Elba berharap, kebijakan penurunan nilai tiket pesawat ini menjadi kabar gembira bagi rakyat Indonesia yang akan melakukan perjalanan menggunakan pesawat terbang pada waktu masa Nataru nanti. Ia pun meyakini bahwa langkah ini mampu mendongkrak perekonomian lalu pariwisata pada negeri di dalam kuartal terakhir tahun 2024
Penurunan Harga Avtur di dalam 19 Bandara
Lebih lanjut, Elba menyatakan PT Pertamina Persero Group akan memberikan dukungan penurunan tarif avtur pada periode Nataru 2024/2025 di area 19 (sembilan belas) lokasi bandara (khususnya bandara Denpasar, Surabaya, Medan, Silangit, Lombok, Labuan Bajo, Manado, Yogyakarta Kulon Progo, Pontianak, Ambon, Makassar, Balikpapan, Kupang, Sorong, Timika, Jayapura, Maumere, Nabire, Biak). PT Pertamina Persero Group akan memberikan support dalam Nataru dengan penurunan tarif jual avtur pada rentang 7,5% sd 10%.

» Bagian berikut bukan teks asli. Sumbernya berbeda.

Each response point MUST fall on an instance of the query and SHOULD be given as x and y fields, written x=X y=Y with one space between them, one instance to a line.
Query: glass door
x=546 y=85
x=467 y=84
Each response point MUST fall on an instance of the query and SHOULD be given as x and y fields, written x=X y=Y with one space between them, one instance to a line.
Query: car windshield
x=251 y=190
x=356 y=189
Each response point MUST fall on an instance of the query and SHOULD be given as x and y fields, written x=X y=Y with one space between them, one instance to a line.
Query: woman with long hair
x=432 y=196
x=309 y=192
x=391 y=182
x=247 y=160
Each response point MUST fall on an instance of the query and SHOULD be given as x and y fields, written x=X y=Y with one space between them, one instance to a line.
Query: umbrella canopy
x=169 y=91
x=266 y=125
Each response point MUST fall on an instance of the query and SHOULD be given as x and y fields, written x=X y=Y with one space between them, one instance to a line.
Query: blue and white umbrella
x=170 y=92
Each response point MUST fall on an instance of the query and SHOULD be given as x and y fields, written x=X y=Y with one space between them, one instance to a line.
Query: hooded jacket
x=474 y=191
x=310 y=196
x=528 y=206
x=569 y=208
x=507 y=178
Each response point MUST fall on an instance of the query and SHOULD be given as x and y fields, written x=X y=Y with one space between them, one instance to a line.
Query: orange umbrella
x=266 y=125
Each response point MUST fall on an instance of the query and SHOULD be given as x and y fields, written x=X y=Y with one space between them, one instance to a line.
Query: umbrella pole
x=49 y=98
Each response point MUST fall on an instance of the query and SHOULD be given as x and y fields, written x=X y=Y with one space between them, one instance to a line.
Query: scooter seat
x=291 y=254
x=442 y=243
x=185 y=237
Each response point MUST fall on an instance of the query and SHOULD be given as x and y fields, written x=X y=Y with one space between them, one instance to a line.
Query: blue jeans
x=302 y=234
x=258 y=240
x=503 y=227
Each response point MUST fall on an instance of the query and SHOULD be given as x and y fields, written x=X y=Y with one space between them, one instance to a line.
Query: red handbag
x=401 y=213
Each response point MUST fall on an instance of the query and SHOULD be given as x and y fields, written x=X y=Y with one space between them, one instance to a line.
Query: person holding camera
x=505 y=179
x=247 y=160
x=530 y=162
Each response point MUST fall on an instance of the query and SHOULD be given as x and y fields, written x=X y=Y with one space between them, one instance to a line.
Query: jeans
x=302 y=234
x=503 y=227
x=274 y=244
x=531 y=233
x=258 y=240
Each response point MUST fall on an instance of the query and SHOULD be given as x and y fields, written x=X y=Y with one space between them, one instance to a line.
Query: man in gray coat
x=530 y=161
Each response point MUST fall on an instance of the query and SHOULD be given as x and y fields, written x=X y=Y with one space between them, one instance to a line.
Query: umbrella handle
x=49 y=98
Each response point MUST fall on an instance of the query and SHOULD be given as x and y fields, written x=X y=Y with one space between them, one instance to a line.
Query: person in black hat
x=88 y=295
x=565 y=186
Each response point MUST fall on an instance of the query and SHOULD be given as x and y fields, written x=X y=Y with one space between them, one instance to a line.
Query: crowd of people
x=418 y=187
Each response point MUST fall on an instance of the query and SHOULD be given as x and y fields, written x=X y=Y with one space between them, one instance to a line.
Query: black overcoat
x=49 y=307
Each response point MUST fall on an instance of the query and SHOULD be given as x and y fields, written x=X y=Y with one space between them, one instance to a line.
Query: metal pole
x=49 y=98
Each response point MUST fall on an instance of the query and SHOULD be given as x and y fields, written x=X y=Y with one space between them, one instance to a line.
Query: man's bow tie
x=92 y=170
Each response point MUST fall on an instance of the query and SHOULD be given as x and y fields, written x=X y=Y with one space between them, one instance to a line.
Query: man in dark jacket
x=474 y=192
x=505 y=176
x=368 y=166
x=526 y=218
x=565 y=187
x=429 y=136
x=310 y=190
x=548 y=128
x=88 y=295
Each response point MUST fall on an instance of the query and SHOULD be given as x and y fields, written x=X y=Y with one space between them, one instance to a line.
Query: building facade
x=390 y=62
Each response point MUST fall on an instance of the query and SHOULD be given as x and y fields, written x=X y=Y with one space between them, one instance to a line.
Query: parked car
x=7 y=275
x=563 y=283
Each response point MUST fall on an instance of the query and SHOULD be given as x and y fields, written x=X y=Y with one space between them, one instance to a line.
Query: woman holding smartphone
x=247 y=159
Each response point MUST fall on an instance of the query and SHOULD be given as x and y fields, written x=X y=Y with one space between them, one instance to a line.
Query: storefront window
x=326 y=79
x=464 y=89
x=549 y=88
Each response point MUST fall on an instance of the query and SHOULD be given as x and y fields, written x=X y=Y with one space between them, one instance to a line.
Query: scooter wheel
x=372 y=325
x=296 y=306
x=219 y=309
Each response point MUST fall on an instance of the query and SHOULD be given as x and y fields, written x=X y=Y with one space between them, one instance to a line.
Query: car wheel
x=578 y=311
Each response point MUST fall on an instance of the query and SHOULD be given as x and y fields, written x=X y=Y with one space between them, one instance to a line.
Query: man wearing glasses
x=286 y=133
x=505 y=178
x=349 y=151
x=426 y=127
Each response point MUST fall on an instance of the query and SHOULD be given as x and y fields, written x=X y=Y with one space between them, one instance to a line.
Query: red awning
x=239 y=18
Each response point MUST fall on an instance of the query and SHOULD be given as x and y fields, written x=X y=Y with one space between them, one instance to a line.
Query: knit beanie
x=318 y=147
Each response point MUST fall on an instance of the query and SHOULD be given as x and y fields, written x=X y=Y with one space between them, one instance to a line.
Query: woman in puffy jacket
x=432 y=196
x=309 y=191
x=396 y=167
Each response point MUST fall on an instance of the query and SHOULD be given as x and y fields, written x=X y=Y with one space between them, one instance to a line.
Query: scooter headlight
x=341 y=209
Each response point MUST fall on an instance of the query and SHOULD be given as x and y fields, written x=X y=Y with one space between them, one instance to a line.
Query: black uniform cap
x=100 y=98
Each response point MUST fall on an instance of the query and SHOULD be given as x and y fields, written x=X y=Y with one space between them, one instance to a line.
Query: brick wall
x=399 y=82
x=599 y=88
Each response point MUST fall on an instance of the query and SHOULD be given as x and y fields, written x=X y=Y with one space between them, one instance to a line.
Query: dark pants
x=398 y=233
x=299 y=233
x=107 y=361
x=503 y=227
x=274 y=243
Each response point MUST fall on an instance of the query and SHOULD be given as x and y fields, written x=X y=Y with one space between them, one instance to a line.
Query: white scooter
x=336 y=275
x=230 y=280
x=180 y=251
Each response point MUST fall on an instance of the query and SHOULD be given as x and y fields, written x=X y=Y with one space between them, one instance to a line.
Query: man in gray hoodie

“Harga avtur setelahnya penurunan harga jual akan mendekati biaya jual avtur di dalam Bandara Soekarno-Hatta (CGK). Jika terdapat kenaikan nilai tukar jual avtur di tempat Desember 2024, tiada akan berdampak pada maskapai yang tersebut melayani publik,” sebutnya.
Kemudian terkait penurunan tarif jasa kebandaraudaraan, PT Angkasa Pura Indonesia lalu seluruh UPBU (Unit Pelayanan Bandar Udara) yang mana berada dalam bawah naungan Kementerian Perhubungan, akan memberikan dukungan penurunan tarif PJP2U menjadi sebesar 50% dan juga tarif PJP4U menjadi sebesar 50%.
Namun PT Angkasa Pura Indonesia masih membutuhkan konfirmasi untuk Kementerian BUMN untuk dapat mengikutsertakan CGK juga DPS. Maskapai penerbangan setuju untuk memberikan diskon fuel surcharge jet sebesar 8% (menjadi 2%) dan juga discount propeller 5% (menjadi 20%). Sedangkan AirNav akan memberikan layanan advance kemudian extend selama periode Nataru untuk menyokong operating hours yang mana tambahan panjang sesuai permintaan maskapai.